Suez has been synonymous with national pride since 1956, when President Gamal Abdel Nasser seized the canal from the British and French, prompting them - and the Israelis - to attack.

The waterway later played a role in the Middle East wars of 1967 and 1973.

Adm Mameesh said it would now be part of a new battle - "a war of development".

We were given a tour on a tugboat, passing earthmovers and dump trucks on the banks, as well as some British war graves.

Fishermen bobbed past in sailboats, one holding up his catch.

We nosed briefly into the new canal - about 20m (66ft) in - where huge dredging platforms sprout from the water.

This kind of access is rare - the canal area is under tight military control. The army engineering corps is leading the drilling.

There was a leak this week, caused by the collapse of a bridge, but officials said there were no injuries or delays with building.

Ministers admit there is a great deal at stake, including Egypt's international credibility.

"I think it's crucial for restoring confidence," said Investment Minister Ashraf Salman.

"It will show the whole world that Egypt is committed and into implementation. It will put Egypt on the map again."

That is if the project is completed successfully.

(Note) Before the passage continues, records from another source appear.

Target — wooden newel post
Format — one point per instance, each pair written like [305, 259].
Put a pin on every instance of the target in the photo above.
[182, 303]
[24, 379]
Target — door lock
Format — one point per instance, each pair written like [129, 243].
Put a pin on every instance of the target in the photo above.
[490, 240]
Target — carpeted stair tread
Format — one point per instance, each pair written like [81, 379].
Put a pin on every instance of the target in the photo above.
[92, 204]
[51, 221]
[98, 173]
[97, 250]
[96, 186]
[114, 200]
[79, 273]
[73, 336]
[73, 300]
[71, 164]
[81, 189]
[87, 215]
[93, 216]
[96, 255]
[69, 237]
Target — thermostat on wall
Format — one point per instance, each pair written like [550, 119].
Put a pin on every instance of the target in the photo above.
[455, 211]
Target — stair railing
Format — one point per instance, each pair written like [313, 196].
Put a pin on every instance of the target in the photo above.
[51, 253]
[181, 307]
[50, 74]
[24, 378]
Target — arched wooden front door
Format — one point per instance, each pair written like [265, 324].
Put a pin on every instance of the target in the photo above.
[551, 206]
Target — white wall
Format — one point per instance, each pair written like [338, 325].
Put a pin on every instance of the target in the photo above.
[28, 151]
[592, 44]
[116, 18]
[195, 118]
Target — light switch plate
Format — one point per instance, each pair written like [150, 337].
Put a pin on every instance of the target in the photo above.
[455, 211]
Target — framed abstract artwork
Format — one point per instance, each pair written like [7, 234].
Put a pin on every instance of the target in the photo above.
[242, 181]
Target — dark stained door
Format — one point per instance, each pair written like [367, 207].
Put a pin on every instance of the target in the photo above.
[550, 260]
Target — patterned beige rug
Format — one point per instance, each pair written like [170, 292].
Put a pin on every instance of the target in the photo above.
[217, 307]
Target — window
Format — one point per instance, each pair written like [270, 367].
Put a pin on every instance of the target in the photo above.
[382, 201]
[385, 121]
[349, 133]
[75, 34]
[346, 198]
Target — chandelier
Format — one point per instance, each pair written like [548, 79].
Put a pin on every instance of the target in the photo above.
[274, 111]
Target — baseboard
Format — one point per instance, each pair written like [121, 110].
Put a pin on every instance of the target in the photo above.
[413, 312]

Some international experts predicted it would take five years. The minister insisted it would be finished in one.

"Actually it is challenging, not unrealistic," he told me.

"I think the Egyptians who have done two revolutions in two years are capable of something like that. We are monitoring this project every day. We are ahead of schedule."

Some experts are dubious about the timeframe, others about the revenue projections.

They doubt the growth in global shipping in the coming years will justify Egypt's forecasts.

Some believe the money to build another waterway would be better spent elsewhere.

"In the case of the Suez Canal it's a patriotic project first of all, and that's very difficult to quantify," said Cairo-based investment analyst Angus Blair, president of the Signet Institute.

"From an economic point of view it can be argued, and I think pretty well, that around $8bn could have been used on upgrading Egypt's infrastructure, power stations, mass public transport in the cities, new trams, and new housing."

There are also some concerns about whether the jihadist insurgency in part of the Sinai Peninsula could threaten the strategic waterway - which also serves as a transit route for the US Navy.

Insurgents managed to strike a container vessel with a rocket-propelled grenade in 2013, causing minor damage.

Adm Mameesh dismissed that attack as a one-off.

"I was on board the first ship afterwards that same day, to send a message that the canal is very safe," he said.

"Since 25 January 2011 [the outbreak of the revolution which unseated Hosni Mubarak] navigation in the Suez Canal didn't stop for a second. It means we secure our canal very well."

The greatest risk may be for the Egyptian leader.

President Sisi needs flagship projects like this to deliver revenue, jobs and investment.

Otherwise the unrest, which lies below the waterline here, could resurface.

Now, as in the past, Egypt's fate is linked to the canal.